Mas o maior dificuldade está na “inibição” que existe em alguém querer ser árbitro. “Até devia ser atractivo, por um árbitro ser, hoje em dia, um verdadeiro atleta”, sublinha o dirigente. “Só que as pessoas já não estão disponíveis para ouvir os comentários grosseiros e despropositados vindos da bancada. Muitas vezes dizemos que se querem ter futebol têm de proteger os árbitros para permitir que os jogos realmente se façam.”
[LER_MAIS]Curiosamente, garante Luciano Gonçalves, esse tipo de atitudes vindas da bancada têm diminuído desde 2016. Segundo o presidente da Associação Portuguesa de Árbitros de Futebol, “há uma mudança de comportamento pela positiva”. “Quase todos os fins-de-semana assistimos a exemplos de fair play fantástico, mas são os casos negativos com espaço na comunicação social.”

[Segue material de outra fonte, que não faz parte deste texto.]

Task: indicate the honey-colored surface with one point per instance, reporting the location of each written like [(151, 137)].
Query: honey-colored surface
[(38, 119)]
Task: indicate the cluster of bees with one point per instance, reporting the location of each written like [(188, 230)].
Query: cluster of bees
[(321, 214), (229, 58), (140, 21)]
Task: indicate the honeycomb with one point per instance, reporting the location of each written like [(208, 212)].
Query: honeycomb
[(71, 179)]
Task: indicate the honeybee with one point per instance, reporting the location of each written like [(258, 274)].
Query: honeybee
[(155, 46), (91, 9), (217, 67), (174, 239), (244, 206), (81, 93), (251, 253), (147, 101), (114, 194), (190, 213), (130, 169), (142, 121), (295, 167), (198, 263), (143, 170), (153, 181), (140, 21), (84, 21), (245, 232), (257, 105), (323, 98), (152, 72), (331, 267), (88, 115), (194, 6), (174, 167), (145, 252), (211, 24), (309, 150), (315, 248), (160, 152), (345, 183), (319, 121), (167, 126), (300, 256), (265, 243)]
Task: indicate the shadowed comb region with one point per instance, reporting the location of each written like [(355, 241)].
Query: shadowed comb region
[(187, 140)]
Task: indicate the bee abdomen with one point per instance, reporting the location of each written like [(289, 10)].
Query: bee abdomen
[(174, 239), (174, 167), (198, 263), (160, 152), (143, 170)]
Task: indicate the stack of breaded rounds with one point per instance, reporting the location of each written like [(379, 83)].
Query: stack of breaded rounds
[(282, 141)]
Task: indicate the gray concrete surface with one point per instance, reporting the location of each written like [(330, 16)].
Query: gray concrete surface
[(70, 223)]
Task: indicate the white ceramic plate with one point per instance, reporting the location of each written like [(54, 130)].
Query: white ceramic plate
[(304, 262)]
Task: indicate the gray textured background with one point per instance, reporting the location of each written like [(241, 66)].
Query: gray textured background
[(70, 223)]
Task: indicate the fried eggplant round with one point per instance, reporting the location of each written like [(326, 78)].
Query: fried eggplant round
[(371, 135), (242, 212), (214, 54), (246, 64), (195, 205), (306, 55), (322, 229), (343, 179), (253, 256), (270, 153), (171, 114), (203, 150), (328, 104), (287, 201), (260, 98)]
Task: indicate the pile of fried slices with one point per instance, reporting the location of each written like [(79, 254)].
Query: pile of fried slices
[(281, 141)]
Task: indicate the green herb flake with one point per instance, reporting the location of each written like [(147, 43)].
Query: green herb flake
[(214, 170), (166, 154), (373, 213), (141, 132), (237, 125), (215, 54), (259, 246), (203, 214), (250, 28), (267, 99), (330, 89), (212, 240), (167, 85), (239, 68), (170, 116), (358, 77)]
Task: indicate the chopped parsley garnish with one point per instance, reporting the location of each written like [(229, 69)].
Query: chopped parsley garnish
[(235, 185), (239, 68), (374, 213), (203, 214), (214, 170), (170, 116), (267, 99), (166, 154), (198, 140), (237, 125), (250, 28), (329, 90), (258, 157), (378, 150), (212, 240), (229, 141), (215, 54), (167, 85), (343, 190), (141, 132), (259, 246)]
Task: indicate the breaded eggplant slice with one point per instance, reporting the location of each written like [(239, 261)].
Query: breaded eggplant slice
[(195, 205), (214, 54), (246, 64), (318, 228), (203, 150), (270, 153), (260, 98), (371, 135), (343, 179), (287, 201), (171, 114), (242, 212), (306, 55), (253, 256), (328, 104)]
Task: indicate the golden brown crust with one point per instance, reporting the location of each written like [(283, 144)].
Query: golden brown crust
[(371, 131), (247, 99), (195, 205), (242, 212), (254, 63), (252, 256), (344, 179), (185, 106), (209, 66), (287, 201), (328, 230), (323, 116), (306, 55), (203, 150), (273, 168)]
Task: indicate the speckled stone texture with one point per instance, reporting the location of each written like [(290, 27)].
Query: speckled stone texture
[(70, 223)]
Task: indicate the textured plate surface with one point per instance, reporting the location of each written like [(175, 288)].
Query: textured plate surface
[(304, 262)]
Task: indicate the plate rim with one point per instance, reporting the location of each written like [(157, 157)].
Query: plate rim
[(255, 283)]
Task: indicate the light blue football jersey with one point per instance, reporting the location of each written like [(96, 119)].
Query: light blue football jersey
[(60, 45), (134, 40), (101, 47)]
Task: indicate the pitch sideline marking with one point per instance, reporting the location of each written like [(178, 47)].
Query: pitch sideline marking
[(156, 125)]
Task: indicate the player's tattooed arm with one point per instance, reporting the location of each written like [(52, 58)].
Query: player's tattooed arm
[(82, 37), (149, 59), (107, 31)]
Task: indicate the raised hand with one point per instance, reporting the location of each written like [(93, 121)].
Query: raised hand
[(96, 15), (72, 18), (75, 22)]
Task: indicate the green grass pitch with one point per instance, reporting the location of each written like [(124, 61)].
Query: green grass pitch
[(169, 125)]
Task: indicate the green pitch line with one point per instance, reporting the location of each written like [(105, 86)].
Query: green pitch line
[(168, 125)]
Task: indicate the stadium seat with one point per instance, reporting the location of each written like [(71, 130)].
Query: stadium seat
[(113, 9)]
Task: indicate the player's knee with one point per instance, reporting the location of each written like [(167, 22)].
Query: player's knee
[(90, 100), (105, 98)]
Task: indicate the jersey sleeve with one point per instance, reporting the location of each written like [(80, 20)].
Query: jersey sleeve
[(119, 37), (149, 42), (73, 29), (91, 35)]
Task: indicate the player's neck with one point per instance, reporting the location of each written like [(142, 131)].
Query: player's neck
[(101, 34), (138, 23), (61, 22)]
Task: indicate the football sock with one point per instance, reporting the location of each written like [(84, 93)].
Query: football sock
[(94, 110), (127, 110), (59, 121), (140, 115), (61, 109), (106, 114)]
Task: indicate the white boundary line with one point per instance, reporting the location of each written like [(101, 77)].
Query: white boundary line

A “não valorização do papel do árbitro”, que continua a ser visto “como um mal necessário”, é, no entender deste responsável, o principal motivo para a quebra do número de juízes. “Basta perceber que na reabertura depois da pandemia houve preocupação com todos os intervenientes, houve dinheiro para recuperar, mas dos árbitros ninguém se lembrou.”
Este é, segundo Luciano Gonçalves, o motivo para a redução, na casa dos 10%, no número de árbitros a nível nacional. “Quando mais precisavam ninguém se lembrou deles. Não havia jogos para arbitrar e tiveram de ir fazer outras coisas para ganhar algum dinheiro. Perceberam que a arbitragem não era assim tão importante.”
O dirigente fala daqueles que ganham “10 euros ao domingo de manhã, 50 por fim-de-semana e 200 por mês”, porque “os que ganham mais tiveram sempre jogos para fazer”.
O problema, garante, é transversal a todas as modalidades. A solução? “Fazer um grande recrutamento nas escolas e dar-lhes condições a todos os níveis. Hoje, preferem ter boas instalações de treino a um que um equipamento xpto.”